21. Cette taxe, prévue par la section IV du Chapitre II du code général des impôts de la Collectivité de [Localité 1], lequel est intitulé « Enregistrement, timbre, autres droits et taxes » et comporte des dispositions consacrées à une taxe territoriale sur l’électricité et à une taxe d’embarquement, ne relève pas d’un régime ou d’un système général de redevances intérieures. En outre, l’article 1585 P, 2. du même code prévoit que le fait générateur de la taxe réside dans l’importation de certains produits pétroliers et qu’elle est exigible lors de cette même importation, de sorte qu’elle ne peut être considérée comme un impôt à la consommation.
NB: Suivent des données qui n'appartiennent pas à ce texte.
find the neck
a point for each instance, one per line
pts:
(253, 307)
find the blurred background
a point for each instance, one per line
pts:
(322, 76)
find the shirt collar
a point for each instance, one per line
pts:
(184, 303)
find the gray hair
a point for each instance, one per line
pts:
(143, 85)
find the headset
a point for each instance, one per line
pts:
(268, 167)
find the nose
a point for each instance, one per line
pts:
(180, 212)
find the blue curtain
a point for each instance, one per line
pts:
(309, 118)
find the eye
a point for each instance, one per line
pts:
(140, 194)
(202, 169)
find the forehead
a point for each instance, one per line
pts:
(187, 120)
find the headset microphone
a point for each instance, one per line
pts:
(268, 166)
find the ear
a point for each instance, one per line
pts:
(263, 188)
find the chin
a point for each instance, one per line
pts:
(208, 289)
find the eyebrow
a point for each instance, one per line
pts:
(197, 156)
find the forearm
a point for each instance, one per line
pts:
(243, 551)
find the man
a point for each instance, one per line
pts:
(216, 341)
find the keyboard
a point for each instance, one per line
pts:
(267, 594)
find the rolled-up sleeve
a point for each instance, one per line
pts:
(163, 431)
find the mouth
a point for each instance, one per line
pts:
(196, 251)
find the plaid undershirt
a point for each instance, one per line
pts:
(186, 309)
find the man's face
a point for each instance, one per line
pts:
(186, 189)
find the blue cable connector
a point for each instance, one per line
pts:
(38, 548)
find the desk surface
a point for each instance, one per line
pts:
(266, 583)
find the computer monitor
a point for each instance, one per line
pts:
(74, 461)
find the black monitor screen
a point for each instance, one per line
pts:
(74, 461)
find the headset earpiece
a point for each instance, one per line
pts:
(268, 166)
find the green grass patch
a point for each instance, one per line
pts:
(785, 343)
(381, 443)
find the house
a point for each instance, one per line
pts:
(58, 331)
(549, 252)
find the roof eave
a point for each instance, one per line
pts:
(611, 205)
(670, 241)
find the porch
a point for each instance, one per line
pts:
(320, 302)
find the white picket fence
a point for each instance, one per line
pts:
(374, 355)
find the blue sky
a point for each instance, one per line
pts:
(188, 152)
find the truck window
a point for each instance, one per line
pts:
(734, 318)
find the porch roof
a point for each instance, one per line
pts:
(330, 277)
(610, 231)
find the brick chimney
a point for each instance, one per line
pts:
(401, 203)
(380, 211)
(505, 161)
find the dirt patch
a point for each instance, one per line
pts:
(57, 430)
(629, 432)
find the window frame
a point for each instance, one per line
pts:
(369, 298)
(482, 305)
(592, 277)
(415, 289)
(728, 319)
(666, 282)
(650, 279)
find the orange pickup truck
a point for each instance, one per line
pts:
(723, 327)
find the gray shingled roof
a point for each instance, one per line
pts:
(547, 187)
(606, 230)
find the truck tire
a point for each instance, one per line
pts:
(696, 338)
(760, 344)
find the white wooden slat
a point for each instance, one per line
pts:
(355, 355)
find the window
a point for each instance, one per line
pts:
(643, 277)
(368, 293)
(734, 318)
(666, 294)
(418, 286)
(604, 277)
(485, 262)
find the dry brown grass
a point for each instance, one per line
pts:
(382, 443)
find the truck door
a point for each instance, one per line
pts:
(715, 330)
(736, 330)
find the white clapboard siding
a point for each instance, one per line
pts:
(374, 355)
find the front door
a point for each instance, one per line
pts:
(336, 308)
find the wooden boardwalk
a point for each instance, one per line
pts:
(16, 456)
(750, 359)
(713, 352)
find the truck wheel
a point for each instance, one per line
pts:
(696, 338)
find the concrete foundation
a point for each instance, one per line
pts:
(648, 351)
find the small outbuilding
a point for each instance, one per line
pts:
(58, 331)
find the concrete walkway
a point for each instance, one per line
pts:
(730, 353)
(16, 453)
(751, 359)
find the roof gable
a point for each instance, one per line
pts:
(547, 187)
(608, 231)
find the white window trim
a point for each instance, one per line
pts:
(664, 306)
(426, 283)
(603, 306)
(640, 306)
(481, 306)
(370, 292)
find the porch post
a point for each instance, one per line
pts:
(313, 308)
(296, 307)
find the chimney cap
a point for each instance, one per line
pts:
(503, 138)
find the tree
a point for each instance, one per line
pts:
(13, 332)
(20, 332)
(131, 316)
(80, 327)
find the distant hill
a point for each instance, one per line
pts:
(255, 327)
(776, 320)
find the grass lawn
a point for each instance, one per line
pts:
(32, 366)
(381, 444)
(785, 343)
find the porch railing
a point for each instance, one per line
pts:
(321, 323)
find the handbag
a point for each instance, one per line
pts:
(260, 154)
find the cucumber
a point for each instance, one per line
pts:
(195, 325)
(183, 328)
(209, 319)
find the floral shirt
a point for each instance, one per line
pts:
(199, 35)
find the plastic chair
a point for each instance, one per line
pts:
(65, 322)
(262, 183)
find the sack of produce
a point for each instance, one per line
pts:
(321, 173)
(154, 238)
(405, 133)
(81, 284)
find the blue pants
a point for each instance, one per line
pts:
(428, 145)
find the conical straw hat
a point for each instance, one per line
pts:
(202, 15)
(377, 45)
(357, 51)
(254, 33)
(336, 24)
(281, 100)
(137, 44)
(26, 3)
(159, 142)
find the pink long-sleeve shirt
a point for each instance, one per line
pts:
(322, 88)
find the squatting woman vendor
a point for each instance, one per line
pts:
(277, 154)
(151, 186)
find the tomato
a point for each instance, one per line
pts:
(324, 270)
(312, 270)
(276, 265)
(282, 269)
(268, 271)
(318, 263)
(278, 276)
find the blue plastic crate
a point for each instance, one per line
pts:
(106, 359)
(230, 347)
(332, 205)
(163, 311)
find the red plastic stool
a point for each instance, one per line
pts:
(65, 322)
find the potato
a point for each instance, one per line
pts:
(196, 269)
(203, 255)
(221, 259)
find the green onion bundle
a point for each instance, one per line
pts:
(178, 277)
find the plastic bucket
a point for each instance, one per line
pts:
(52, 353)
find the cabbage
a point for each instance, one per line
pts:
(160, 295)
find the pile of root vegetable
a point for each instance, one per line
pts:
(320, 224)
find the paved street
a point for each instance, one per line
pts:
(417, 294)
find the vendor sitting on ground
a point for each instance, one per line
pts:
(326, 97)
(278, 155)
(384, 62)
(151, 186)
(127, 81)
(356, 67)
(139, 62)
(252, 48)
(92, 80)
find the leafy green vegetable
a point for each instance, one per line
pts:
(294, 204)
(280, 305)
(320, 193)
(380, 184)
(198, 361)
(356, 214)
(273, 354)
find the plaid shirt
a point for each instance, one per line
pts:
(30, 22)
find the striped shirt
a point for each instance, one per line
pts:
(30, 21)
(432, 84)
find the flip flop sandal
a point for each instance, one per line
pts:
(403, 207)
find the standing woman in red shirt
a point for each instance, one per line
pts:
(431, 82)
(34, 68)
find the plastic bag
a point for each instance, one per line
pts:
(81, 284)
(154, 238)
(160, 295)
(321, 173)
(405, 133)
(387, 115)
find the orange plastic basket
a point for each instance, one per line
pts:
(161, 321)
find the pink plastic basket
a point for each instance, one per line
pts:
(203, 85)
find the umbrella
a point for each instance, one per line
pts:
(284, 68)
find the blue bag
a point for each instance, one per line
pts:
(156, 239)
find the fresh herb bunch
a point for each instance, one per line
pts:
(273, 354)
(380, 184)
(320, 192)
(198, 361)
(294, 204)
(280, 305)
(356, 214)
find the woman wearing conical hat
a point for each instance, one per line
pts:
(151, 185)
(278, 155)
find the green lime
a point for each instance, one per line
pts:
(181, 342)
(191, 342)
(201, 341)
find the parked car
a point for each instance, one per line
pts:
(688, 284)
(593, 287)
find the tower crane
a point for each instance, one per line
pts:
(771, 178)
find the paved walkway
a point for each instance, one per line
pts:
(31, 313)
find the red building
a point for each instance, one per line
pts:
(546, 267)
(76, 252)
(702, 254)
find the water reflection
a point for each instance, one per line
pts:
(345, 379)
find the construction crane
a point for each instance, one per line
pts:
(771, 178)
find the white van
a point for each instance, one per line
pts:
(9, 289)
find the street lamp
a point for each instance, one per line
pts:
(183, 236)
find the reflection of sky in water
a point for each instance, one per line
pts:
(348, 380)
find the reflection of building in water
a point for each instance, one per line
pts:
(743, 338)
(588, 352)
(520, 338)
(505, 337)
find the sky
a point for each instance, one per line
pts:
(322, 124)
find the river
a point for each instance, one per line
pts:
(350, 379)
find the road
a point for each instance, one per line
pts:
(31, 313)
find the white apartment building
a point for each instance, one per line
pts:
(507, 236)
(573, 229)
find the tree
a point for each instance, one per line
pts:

Il en résulte que cette taxe ne peut être considérée comme une imposition intérieure au sens de l’article 110 du TFUE.
22. Dès lors, au regard des textes et de la jurisprudence rappelés aux points 7 à 11, la TCPP constitue une taxe à effet équivalent à des droits des douanes et n’est ainsi pas conforme au droit de l’Union européenne.
23. En conséquence, il y a lieu de confirmer le jugement qui a accueilli les demandes de la société.
PAR CES MOTIFS, la Cour :
CASSE et ANNULE, en toutes ses dispositions, l’arrêt rendu le 30 janvier 2024, entre les parties, par la cour d’appel de Basse-Terre ;
Dit n’y avoir lieu à renvoi ;
Confirme le jugement rendu le 9 janvier 2020, par le tribunal judiciaire de Basse-Terre ;
Condamne l’administration des douanes et droits indirects de Guadeloupe et la direction régionale des douanes et droits indirects de Guadeloupe aux dépens, en ce compris ceux exposés devant la cour d’appel ;
En application de l’article 700 du code de procédure civile, rejette la demande formée par l’administration des douanes et droits indirects de Guadeloupe et la direction régionale des douanes et droits indirects de Guadeloupe et les condamne à payer à la société Gestion exploitation dépôt carburant la somme globale de 3 000 euros ;
Dit que sur les diligences du procureur général près la Cour de cassation, le présent arrêt sera transmis pour être transcrit en marge ou à la suite de l’arrêt cassé ;
Ainsi fait et jugé par la Cour de cassation, chambre commerciale, financière et économique, et prononcé publiquement le onze mars deux mille vingt-six par mise à disposition de l’arrêt au greffe de la Cour, les parties ayant été préalablement avisées dans les conditions prévues au deuxième alinéa de l’article 450 du code de procédure civile.